Recombinase-Mediated Reprogramming and Dystrophin Gene Addition in mdx Mouse Induced Pluripotent Stem Cells.

This paper demonstrates a complete strategy for a stem cell therapy for muscular dystrophy. In this study, we modeled our strategy in mice. We used cells from mice that have a mutation in the same gene, dystrophin, that is mutated in patients that have Duchenne muscular dystrophy. We started with skin cells from the mouse and used a new method to turn the skin cells into stem cells. This procedure, called "reprogramming", was done without using any viruses, and we did not place genes into the chromosomes at random. Instead, we placed the genes needed for reprogramming into a single, safe location in the mouse chromosomes. This was done by positioning the genes in the chromosome with a recombinase enzyme that recognizes specific DNA sequences. We used the recombinase in combination with a circle of DNA called a plasmid that carried the reprogramming genes. We verified the position by DNA sequencing and made sure that no genes were disrupted during the reprogramming process.
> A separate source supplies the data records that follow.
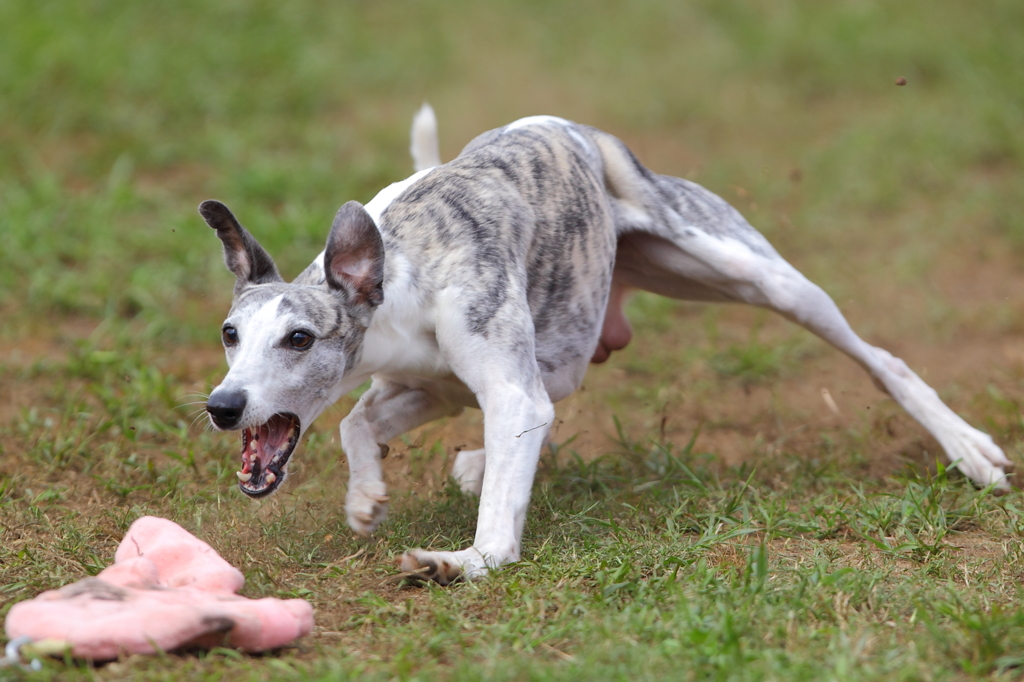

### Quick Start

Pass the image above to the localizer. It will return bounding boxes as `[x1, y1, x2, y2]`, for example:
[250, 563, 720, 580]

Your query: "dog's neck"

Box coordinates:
[310, 169, 450, 397]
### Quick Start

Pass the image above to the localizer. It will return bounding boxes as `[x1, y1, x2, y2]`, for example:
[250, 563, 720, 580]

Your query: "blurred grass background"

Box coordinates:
[0, 0, 1024, 680]
[0, 0, 1024, 342]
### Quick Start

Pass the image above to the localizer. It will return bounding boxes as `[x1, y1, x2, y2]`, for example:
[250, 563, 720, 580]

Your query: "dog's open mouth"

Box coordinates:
[236, 414, 299, 498]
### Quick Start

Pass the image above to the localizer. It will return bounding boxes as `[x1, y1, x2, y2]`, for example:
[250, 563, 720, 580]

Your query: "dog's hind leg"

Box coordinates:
[615, 226, 1011, 492]
[452, 447, 486, 497]
[340, 379, 462, 537]
[590, 130, 1012, 491]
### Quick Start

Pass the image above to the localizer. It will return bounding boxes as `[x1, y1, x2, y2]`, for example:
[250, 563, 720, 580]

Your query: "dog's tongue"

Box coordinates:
[237, 415, 292, 485]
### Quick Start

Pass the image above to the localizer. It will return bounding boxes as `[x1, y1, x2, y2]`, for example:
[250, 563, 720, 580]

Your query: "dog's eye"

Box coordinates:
[220, 327, 239, 346]
[288, 332, 313, 350]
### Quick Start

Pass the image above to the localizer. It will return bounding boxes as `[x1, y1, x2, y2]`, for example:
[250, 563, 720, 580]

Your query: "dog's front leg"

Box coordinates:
[340, 379, 460, 537]
[401, 374, 555, 585]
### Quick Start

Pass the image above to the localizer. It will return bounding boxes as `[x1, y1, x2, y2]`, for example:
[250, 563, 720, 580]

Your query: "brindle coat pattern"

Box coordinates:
[204, 117, 1010, 583]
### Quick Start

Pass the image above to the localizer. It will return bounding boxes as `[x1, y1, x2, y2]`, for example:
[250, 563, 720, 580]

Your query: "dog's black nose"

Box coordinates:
[206, 391, 246, 429]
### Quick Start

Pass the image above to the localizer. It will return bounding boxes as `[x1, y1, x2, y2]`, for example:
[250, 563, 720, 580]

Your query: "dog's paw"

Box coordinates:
[452, 447, 486, 497]
[942, 424, 1014, 495]
[398, 548, 487, 585]
[345, 480, 389, 538]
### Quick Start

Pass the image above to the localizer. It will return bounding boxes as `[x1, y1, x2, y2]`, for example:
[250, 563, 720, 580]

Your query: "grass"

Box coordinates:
[0, 0, 1024, 680]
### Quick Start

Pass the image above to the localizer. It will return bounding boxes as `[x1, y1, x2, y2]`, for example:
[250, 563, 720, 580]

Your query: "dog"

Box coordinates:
[200, 103, 1011, 584]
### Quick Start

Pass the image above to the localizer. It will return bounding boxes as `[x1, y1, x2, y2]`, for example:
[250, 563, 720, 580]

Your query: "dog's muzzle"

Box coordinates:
[236, 413, 302, 498]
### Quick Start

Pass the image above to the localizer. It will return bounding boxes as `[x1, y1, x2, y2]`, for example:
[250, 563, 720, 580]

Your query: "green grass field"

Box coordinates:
[0, 0, 1024, 681]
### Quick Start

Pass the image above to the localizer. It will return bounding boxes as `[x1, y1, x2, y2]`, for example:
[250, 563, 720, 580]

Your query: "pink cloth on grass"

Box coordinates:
[5, 516, 313, 660]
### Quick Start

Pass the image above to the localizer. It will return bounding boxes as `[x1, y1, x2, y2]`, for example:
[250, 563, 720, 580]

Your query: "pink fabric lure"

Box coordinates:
[5, 516, 313, 660]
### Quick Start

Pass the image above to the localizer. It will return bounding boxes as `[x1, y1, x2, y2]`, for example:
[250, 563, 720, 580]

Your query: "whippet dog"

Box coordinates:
[200, 103, 1011, 584]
Then we added a correct copy of the coding sequence for mouse dystrophin. To do this, we used a second recombinase enzyme that recognizes a specific DNA sequence that was present on the original reprogramming plasmid. We verified that the dystrophin gene was now present in the cells. The corrected cells were then turned into muscle precursor cells by growing the cells in a specific way in culture dishes. After about two weeks in cell culture, the cell population was sorted on an instrument that allowed us to purify cells that were making a protein typical of muscle precursor cells. We took the positive cells and injected them into a leg muscle in the disease model mice. We showed that these cells became incorporated into the muscle and expressed the dystrophin gene. Thus, this study provides a model for our strategy for a muscular dystrophy therapy. We are now doing similar experiments in human cells, starting with skin cells from muscular dystrophy patients. By using a strategy similar to the one we used in this mouse study, we hope to develop a therapy for human muscular dystrophies.